Chris Keith, St Mary's University (Twickenham) Jesus as Galilean in the Gospel of John (30 min)
Abstract: This paper will assess the significance of Jesus' identity as a Galilean in the unfolding narrative portrait of him in the Gospel of John. Particular attention will be given to the problem that it creates for characters' attempts to identify Jesus. Examples include the disciples' attempts to understand Jesus' identity John 1:43-51 and the attempts of "the crowd" to understand Jesus as the Messiah in 7:37-44. Attention will also be given to the significance of Galilee in the Gospel's construction of the significance of Jesus' ministry, especially as it relates to Jesus' travels back and forth between Galilee and Jerusalem. This paper will argue that the Gospel of John portrays the "earthly" Jesus' identity as a Galilean as a crucial aspect of its high Christological claims and challenge the notion that Johannine Christology precludes serious interest in the past of Jesus on the part of the author.
Jens Schroeter, Humboldt-Universität zu Berlin - Humboldt University of Berlin How to write a „Historical Portrait“ of Jesus? Reflections on the Hermeneutics of Historiography and the Gospel of John (30 min)

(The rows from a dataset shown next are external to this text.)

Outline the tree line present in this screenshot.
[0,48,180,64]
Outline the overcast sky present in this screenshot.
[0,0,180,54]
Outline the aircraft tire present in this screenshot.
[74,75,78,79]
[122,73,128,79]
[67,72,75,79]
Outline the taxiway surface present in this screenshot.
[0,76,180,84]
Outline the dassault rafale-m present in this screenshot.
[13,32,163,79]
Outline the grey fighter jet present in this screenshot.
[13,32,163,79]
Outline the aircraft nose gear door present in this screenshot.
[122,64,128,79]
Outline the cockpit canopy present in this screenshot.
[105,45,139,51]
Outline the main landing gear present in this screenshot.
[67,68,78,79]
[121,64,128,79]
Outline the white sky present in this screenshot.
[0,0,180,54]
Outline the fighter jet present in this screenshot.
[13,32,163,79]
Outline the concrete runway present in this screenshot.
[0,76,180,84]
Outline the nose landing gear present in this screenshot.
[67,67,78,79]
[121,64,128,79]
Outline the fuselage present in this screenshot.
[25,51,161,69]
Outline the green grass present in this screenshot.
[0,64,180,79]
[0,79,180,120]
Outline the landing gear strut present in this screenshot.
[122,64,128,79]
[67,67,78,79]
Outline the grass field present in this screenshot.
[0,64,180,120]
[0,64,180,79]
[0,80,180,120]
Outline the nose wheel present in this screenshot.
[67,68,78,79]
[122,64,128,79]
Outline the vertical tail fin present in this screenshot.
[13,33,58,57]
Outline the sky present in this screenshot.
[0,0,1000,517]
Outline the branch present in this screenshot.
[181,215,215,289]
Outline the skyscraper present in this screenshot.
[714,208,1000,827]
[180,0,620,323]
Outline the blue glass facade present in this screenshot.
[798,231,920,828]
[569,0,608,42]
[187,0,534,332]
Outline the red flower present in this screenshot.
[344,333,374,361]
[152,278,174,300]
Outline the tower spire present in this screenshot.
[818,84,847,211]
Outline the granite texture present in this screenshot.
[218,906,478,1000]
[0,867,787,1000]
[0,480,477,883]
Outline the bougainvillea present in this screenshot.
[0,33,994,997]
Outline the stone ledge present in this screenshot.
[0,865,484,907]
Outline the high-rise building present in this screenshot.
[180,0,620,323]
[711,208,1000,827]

Abstract: The Gospel of John presents a unique portrait of Jesus with a "high Christology.“ It makes questions of a historical portrait of Jesus and the historicity of the early Gospels particularly urgent. This paper will argue that on the basis of careful reflection on the methodological and epistemological presuppositions of (re)constructing history it is possible to achieve a plausible historical portrait of Jesus. This general insight will be applied to John's narrative about Jesus as the "divine Logos that became Flesh," appeared in a concrete time and region, and who was crucified and risen. We will consider whether this Jesus story can be called a "historical" portrait of Jesus and in what sense it contributes to our understanding of Jesus as a divine and earthly figure.
Discussion (20 min)
S21-329: John, Jesus, and History
11/21/2016, 4:00 to 6:30 PM
Theme: John Among the Gospels Catrin Williams, Prifysgol Cymru, Y Drindod Dewi Sant - University of Wales, Trinity Saint David, Presiding
Gilbert Van Belle, Katholieke Universiteit Leuven John’s Use of the Synoptics, His Creative Freedom, and his Historical Reliability: The Return of John to Jesus Research after the JJH Project? (25 min)
Abstract: The paper explores whether I still agree with the conclusion that I drew in my 2007 contribution to the JJH project, where I stated that “I can neither deny nor prove the possibility of historical traditions in the Fourth Gospel”. After providing a short evaluation of the JJH project, I will discuss, in three steps, how the project has influenced my own view on John’s dependence on the Synoptic Gospels: (1) How has John used the Synoptics? (2) How do we define John’s creative freedom? (3) How can we defend John’s reliability on the basis of John’s dependence on the Synoptics and his creative imagery? By way of conclusion I will reformulate my Louvain approach, stressing in particular that the Fourth Gospel is, in first instance, a theological narrative of the incarnated Word of God based on the evangelist’s intertextual play with the Synoptics (H. Thyen).
Urban C. von Wahlde, Loyola University of Chicago Lack of Concern for “History”? John vs. the Synoptics and “John” vs. “John” (25 min)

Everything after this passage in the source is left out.